Kemudian di tepi sebuah hutan, mereka menemukan sebuah sungai kecil yang tidak
memiliki jembatan. Karena sungainya tidak terlalu lebar, sang guru dan
murid tanpa kesulitan melompatinya sampai ke seberang. Hanya saja,
karena langkah kaki dan ilmunya belum sehebat sang guru, si murid harus
mengambil ancang-ancang dua langkah ke belakang.
Mereka pun
meneruskan perjalanan sembari terus membicarakan banyak hal. Tanpa
terasa, jalan mereka pun terus naik dan mendaki hingga kemudian sang
guru berhenti di sebuah tebing jurang yang cukup tinggi.
“Nah,
kita sudah hampir tiba di tempat tujuan. Sekarang, kita melompat ke
ujung bukit di sana,” pesan sang guru yang tiba - tiba langsung melompat
tinggi dan mendarat mulus di seberang. “Ayo, lompat!”
Si murid
sejenak melongok ke dalam jurang. Meski tak terlalu dalam, tapi itu
cukup untuk membuatnya sedikit ketakutan. Melihat itu, gurunya berujar,
“Ayo, jangan takut! Itu jaraknya sama dengan sungai yang kita lewati
tadi.”
Meski ragu, si murid pun berusaha menuruti gurunya. Ia
merasa tak punya pilihan lain. Apalagi, gurunya mengatakan, jaraknya tak
lebih lebar dari saat ia menyeberang di sungai yang tadi dengan mudah
dilompatinya. Namun, saat berlari hendak melompat, tiba - tiba ia
berhenti. Ia ragu - ragu, karena jika salah ambil ancang-ancang,
akibatnya jauh lebih fatal dibanding saat melompati sungai.
Karena itu, si murid mencoba mengambil langkah mundur lebih jauh.

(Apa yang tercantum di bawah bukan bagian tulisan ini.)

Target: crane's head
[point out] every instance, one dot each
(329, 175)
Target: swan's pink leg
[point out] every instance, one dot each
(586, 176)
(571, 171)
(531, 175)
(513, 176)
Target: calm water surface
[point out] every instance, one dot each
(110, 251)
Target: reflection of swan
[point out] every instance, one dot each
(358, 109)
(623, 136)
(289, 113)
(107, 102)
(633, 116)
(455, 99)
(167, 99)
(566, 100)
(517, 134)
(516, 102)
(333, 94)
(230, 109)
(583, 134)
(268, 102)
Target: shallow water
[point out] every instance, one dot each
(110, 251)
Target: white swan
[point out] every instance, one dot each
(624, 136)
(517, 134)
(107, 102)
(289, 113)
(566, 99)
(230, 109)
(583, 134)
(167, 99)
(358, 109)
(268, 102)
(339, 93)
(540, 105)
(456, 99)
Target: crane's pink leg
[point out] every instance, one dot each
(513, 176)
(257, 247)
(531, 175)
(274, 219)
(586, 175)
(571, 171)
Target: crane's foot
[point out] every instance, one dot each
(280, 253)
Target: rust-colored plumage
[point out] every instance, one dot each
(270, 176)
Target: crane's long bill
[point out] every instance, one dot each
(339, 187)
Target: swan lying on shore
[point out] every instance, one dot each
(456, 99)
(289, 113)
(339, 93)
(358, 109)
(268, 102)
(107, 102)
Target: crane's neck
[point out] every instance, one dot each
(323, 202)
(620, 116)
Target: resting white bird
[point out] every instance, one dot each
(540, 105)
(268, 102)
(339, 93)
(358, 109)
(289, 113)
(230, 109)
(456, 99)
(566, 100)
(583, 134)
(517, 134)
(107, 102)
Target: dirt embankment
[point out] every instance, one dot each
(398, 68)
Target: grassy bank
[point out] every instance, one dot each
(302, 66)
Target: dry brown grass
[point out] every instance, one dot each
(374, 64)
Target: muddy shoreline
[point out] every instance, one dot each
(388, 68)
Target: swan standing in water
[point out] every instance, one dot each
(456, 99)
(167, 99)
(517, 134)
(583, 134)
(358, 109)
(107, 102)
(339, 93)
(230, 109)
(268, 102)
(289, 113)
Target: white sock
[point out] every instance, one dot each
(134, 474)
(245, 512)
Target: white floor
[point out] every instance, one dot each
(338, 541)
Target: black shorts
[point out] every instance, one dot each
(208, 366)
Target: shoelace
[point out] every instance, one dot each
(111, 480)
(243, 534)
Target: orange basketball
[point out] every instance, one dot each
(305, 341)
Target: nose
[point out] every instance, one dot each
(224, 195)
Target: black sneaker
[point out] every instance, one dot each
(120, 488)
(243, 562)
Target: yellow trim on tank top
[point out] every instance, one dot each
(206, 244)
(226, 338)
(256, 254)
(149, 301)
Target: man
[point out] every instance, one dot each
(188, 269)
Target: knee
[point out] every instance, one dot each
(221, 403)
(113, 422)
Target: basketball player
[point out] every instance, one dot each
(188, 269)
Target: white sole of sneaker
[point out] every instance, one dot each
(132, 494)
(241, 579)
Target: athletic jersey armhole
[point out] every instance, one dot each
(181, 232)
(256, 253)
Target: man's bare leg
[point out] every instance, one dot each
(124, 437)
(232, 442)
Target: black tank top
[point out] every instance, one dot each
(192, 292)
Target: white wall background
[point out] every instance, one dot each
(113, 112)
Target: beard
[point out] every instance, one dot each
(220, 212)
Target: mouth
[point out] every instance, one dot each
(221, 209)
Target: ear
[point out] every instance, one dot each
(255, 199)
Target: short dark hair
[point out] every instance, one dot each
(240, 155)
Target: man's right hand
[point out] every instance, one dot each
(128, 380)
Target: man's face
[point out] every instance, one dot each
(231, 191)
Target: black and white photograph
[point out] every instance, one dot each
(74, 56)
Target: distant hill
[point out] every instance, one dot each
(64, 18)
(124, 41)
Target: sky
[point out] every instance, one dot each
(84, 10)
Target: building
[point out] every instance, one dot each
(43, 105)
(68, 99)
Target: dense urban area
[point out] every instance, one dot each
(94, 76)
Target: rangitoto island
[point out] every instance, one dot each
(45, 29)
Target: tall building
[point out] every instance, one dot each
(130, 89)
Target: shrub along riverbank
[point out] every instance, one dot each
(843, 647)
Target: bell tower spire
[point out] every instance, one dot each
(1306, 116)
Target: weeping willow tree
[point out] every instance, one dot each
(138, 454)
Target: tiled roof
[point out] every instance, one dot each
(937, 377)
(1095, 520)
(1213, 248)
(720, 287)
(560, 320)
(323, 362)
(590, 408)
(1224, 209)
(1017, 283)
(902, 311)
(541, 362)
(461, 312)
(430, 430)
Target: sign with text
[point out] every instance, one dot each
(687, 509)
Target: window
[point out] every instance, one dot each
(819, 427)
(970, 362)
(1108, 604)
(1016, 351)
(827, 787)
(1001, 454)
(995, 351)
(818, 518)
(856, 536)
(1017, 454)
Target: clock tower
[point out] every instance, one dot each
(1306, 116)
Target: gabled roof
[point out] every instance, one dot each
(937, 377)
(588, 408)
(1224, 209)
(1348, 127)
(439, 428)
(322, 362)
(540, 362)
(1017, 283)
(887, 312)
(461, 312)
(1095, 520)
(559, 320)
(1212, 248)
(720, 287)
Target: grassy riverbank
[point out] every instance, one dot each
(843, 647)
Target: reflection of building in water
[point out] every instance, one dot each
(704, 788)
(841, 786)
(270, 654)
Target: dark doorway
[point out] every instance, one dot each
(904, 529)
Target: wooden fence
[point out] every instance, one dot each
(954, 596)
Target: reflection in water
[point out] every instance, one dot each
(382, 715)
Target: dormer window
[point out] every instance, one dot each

Setidaknya, ia mundur hampir sepuluh langkah agar ia bisa berlari
kencang sebelum melompat. Ketika mengambil jarak lebih jauh, kecepatan
larinya berhasil membuat ia berhasil melompat jauh hingga sampai ke
seberang dengan selamat.
Sembari mengelus kepala si murid
dengan penuh kasih, sang guru memberi wejengan lain. “Muridku, kamu tahu
apa yang membedakan lompatanmu saat di sungai dan di tebing jurang
tadi? Meski jaraknya sama, keduanya punya tantangan yang berbeda. Maka,
kamu mengambil ancang-ancang mundur lebih jauh saat di tebing jurang
untuk memastikan keselamatanmu.
Begitu juga dengan kehidupan
ini. Kadang, saat tantangan yang lebih hebat menghadang, kita perlu
mundur sedikit lebih jauh. Ini semata adalah upaya kita untuk bisa
melompat lebih jauh dan tinggi. Maka, suatu kali nanti, jika kamu merasa
mengalami kemunduran, kegagalan, kesulitan, bahkan jatuh.. jangan
pernah berputus asa. Barangkali, itu justru langkah mundurmu agar bisa
belajar melompat lebih tinggi.”
Cerita di atas tepat sekali
untuk menggambarkan sebuah pepatah bijak: yi tuì wéi jìn” ( mundur,
untuk melompat jauh ke depan ). Jika diresapi maknanya, akan melahirkan
kekuatan di tengah hadangan dan terjangan badai kehidupan yang sering
terjadi. Bahkan, saat mundur itulah, masa paling suram itulah, jika kita
tahan, terus maju, ulet, makin kerja keras maka pintu sukses akan
terbuka lebar.
Jadikan setiap momen kesulitan, ujian, dan
cobaan sebagai masa belajar dan evaluasi untuk memperbaiki keadaan.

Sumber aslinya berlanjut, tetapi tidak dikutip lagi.